Shakeups

Deep-Pocketed Wine Site Lot18 Cuts 11 Employees, Scales Back After Heady Expansion

"One of the perils of having a lot of money is it's easy to launch a lot of things," said founder and president Philip James.
pj photo Deep Pocketed Wine Site Lot18 Cuts 11 Employees, Scales Back After Heady Expansion

Mr. James. (Photo: Lot18)

New York-based Lot18 may have gotten ahead of itself there for a bit. The members-only flash sales site for wine, which raised a total of $44.5 million from investors, is down to 70 employees after a reorganization that was finalized internally today. The company is cutting 11 employees and eliminating the food and travel verticals that were launched in June and October, respectively.

While customers buying wine were also often interested in cheese and chocolate, Lot18 realized that the verticals didn’t overlap much on the back end, and “just the distraction involved in building five things at once,” was taxing for the company, founder and president Philip James told Betabeat.

“A startup has limited resources. We almost raised $50 million, but reinventing a multi-billion dollar industry and hopefully having an impact on the industry for the next 50 or 100 years takes a lot of focus,” he said. “The business lines that we are shutting down in themselves are probably really good businesses. But as a startup, it’s better to do one thing well, be a laser, do one thing better than anybody else.”

He added, “One of the perils of having a lot of money is, it’s easy to launch a lot of things.”

Lot18 launched in November 2010 with the goal of providing members with highly-coveted wines at daily deal prices. The company scaled fast in the 18 months since it launched, poaching employees from competitor Gilt Groupe, moving into an idyllic office in Midtown (think “wine Fridays”) and expanding into full-price oenophilic and epicurean offerings. “Lot18 is arguably one of the most powerful branding platforms,” Eater wrote in August in a post that positioned Lot18 as the only serious wine sales competitor to Gilt. In December, Lot18 acquired Paris-based Vinobest and launched in Europe. At its largest, the company had more than 90 employees worldwide.

Lot18 gradually realized it may have swigged more than it could swallow. The company announced a 15 percent staff reduction in January and recently exhorted unhappy employees to quit. Today’s cuts were distributed across the company and included a vice president of strategy, but no one at the executive level, we’re told.

The market for wine is worth $40 billion in the U.S. and $150 billion worldwide, Mr. James said, which means Lot18 has plenty of room to grow without jumping into tangent categories. “The aim is just so that we can focus on our core offering, what we set out to do originally,” he said. “The business was started to change the wine industry… we want to go back to doing just that.”

Lot18 will continue to offer wine accessories like glassware, but its focus will be on curating and shipping wine. The company will “run the calendar” on its non-wine offerings, Mr. James said. He expects the secondary businesses will be phased out entirely in about a month.

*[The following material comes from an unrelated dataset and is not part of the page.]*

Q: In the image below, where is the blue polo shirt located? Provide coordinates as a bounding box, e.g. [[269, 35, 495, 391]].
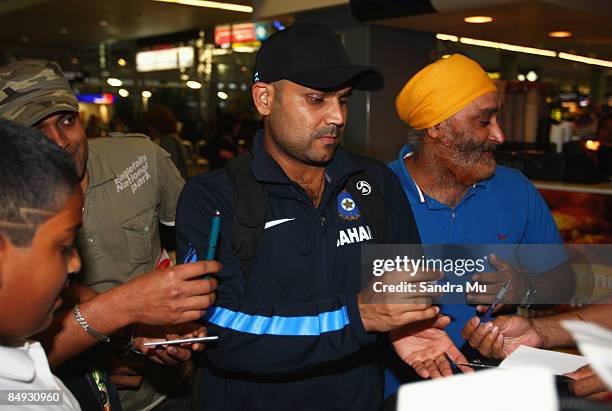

Lot18 is about to hit a million registered members and now sources wines from 500 different wineries. The company did “several tens of millions of dollars of transactions” last year, Mr. James said, and subscriptions for the first quarter of 2012 are outperforming the same quarter last year.

By refocusing on just wine, Lot18 can become more efficient and make its product better for its core customers, Mr. James said. “We’re learning things about our main category,” Mr. James said. “We have to build a lot of stuff that’s custom to this vertical.”

By coincidence, Mr. James and his cofounder Kevin Fortuna received accolades today for a previous venture: music site Popdust, which just raised $4.5 million. Mr. James is no longer involved with Popdust, but Mr. Fortuna sits on the boards of both companies.